Master Oliver, raising his voice, introduced M. de Fleury and Master Gregorio his lawyer, and announced that it was proposed to drink to the patron’s good health at sunset. There was a satisfied cheer, and M. de Fleury briefly addressed them. The master mason, still gesticulating with his saw, then placed himself before the arrivals and proceeded to lead them to the four quarters of the yard in order to explain, with some passion, the curiosities of his handiwork. The light faded. Gregorio followed.

None of this had anything to do with the Bank of Niccolò, or with Venice or Bruges, or with John sweetening the Mamelukes in Alexandria, or Astorre in Burgundy, or the trade links Nicholas was forging with Scotland. Gregorio could not guess its significance and, now, was reluctant to try.

He felt, in the midst of despair, a distinct cordiality towards Thomas Cochrane, master mason. He had felt the same for Will Roger. He then wondered if Nicholas had selected them, or the other way round. He knew, with absolute certainty, that he would never feel free of responsibility until he saw Nicholas drunk. Draining his cup, he could not think, all through supper, how to explain that to Godscalc.
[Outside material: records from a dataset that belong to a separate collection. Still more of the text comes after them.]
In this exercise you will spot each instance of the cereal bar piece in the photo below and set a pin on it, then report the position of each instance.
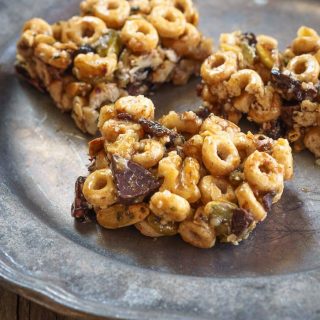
(113, 48)
(201, 178)
(278, 91)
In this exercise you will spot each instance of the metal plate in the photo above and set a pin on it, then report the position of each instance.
(83, 269)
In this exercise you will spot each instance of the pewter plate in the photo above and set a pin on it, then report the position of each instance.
(85, 270)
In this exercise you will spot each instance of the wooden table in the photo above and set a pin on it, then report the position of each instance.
(14, 307)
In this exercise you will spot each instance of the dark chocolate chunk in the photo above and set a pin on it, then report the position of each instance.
(133, 182)
(241, 220)
(80, 208)
(203, 112)
(125, 116)
(250, 38)
(199, 89)
(95, 146)
(267, 201)
(292, 89)
(274, 129)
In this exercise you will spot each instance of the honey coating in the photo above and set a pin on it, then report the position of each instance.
(210, 181)
(280, 91)
(113, 48)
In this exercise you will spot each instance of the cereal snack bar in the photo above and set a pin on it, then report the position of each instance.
(280, 91)
(112, 49)
(192, 174)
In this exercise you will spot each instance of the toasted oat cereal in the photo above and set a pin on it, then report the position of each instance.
(200, 177)
(113, 48)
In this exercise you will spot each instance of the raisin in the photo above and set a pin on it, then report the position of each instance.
(95, 146)
(241, 220)
(80, 208)
(134, 183)
(250, 38)
(155, 128)
(267, 201)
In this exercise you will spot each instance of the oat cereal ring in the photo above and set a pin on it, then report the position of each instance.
(305, 68)
(169, 206)
(113, 12)
(307, 41)
(99, 188)
(245, 80)
(186, 43)
(216, 125)
(219, 67)
(263, 172)
(169, 21)
(112, 128)
(91, 67)
(188, 9)
(281, 151)
(38, 26)
(83, 30)
(60, 59)
(248, 201)
(149, 153)
(187, 121)
(213, 189)
(220, 156)
(139, 35)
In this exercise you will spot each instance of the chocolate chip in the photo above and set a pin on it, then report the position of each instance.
(133, 182)
(292, 89)
(95, 146)
(80, 208)
(250, 38)
(241, 220)
(267, 201)
(203, 112)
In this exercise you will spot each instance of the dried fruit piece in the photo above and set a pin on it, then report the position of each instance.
(133, 182)
(267, 201)
(95, 146)
(241, 220)
(155, 128)
(80, 208)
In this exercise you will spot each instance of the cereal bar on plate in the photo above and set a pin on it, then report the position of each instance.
(114, 47)
(280, 91)
(193, 174)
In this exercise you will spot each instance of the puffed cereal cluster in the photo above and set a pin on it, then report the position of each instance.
(278, 91)
(192, 174)
(113, 48)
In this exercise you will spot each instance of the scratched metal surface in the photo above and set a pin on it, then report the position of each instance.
(83, 269)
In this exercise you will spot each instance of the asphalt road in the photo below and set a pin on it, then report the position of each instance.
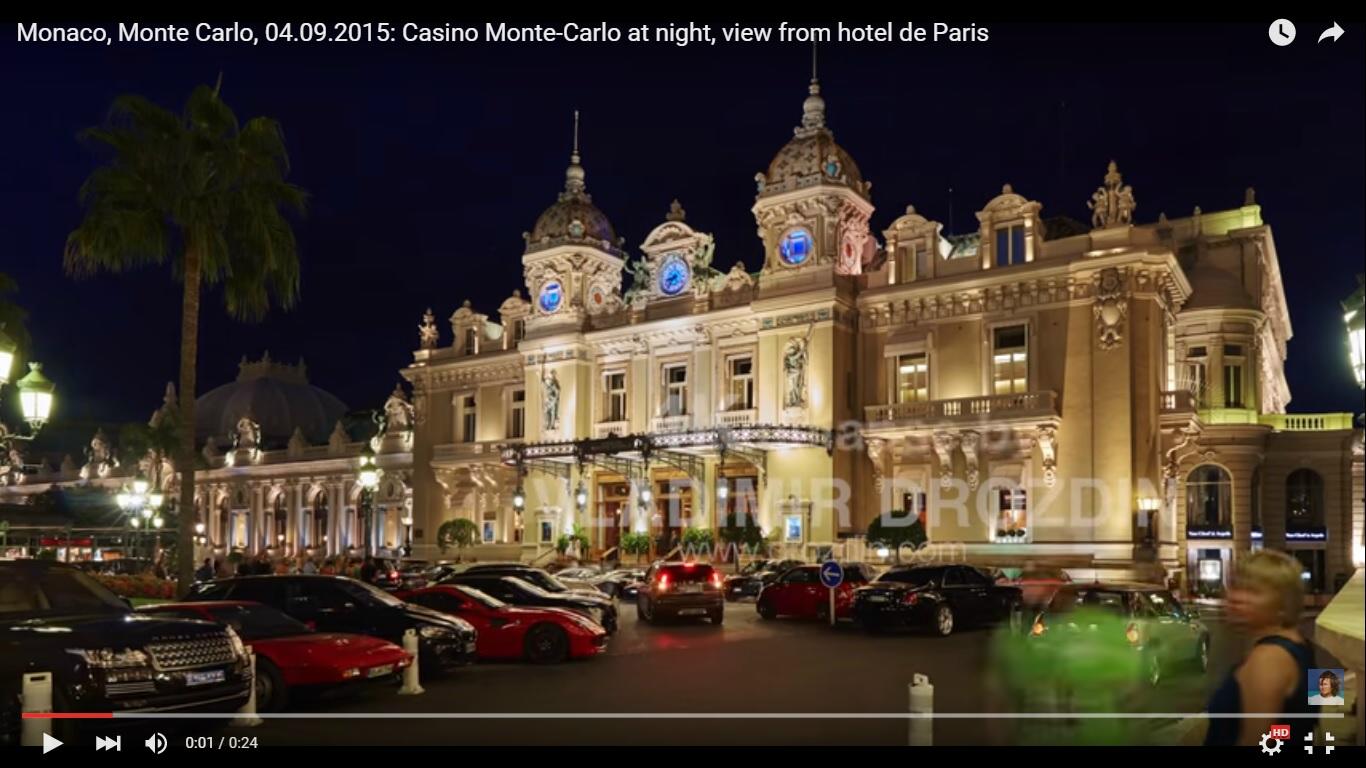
(745, 666)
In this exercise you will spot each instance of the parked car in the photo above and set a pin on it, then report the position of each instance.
(536, 576)
(754, 577)
(517, 591)
(1038, 584)
(541, 636)
(290, 656)
(799, 593)
(105, 657)
(622, 584)
(936, 597)
(331, 603)
(1165, 633)
(680, 589)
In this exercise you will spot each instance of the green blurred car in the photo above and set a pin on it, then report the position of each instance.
(1146, 619)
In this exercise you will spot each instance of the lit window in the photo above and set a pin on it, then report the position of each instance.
(1010, 360)
(1010, 245)
(614, 386)
(913, 377)
(741, 371)
(675, 390)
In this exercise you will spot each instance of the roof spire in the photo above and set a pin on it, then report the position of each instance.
(574, 174)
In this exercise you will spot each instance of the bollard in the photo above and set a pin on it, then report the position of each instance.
(246, 716)
(922, 709)
(410, 675)
(37, 697)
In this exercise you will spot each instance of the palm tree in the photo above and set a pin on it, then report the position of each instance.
(209, 197)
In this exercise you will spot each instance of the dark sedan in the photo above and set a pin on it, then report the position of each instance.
(517, 591)
(754, 577)
(936, 597)
(328, 603)
(103, 656)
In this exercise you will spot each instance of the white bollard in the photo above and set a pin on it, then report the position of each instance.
(922, 707)
(410, 677)
(246, 716)
(37, 697)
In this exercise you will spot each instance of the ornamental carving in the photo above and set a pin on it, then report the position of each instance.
(1111, 308)
(1112, 204)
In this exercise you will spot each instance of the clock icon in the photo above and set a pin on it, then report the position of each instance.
(1281, 32)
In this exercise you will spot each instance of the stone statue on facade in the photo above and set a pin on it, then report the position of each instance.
(551, 401)
(428, 334)
(1112, 204)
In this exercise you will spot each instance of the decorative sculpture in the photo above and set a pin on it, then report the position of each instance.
(1112, 204)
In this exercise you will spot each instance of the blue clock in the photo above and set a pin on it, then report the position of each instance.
(795, 246)
(674, 276)
(552, 294)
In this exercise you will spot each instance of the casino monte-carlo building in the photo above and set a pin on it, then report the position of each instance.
(1105, 398)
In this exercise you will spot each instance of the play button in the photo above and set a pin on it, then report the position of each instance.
(49, 744)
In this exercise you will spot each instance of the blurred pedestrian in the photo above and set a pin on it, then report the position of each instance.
(1272, 681)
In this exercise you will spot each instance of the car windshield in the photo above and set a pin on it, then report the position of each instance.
(53, 592)
(482, 597)
(369, 593)
(257, 622)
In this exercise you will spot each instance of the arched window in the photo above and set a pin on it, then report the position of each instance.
(1209, 498)
(1303, 500)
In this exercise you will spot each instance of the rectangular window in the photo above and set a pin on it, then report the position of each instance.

The only conversations Gregorio ever succeeded in having with Nicholas were in their sleeping-chamber at night, when the other man was effortlessly caustic and he was exhausted. That night, although starved for sleep, Gregorio was driven to accost him again. ‘What the hell was all that about winter herding, and stable dung for the barley, and compulsory fencing, and pastures for ewes with their followers? You know less than I do about farming.’

‘I got it from Katelijne,’ said Nicholas de Fleury. ‘Who got it, in turn, from the factor at Dean. She thinks a landowner should know about land. I’ve told Oliver to keep the Semple boundaries healthy, and leave the rough land between me and Kilmirren to look after itself. What he does in between is his business. What do you think of our champion Oliver? Better than Roland?’

‘Jannekin?’ Gregorio said. Young Bonkle knew trade inside out,
but perhaps he had too many kinsmen. On the other hand, this man was a Semple.

Gregorio said, ‘They both have connections. Semple has the experience, I agree. But if you’re expecting to farm, why have we been making all these digressions? Perhaps the land can produce coal, or lead, or silver, or gold, to hear some; but none of it is on the ground that you’ve bought.’

‘That’s why Katelijne thought I should concentrate upon farming,’ the other man said. ‘And of course I shall, after the wedding. Six shillings and eightpence a sheep – isn’t that staggering? And pease at thirteen shillings and fourpence a boll, and peat available for nothing at all. Don’t you think I should settle down here, if I survive the duel with Sersanders?’

‘Sersanders?’ Gregorio said.

‘You’d forgotten. The joust. Part of the wedding festivities. I’ve offered Paisley Abbey a window to intercede for me.’

Gregorio had actually seen the cartoon-scroll below, with a figure on it not unlike Bishop Graham. Gregorio said, ‘If you stay, you will have the most beautiful small palace in Christendom. Those are tiles from the Maghgreb, commissioned surely to fit in that corner.’

‘My dear,’ Nicholas said. When feeding the parrot, he always seemed to drop into Spanish. ‘Like God, right angles transcend creed and frontier. Tiles fit anywhere.’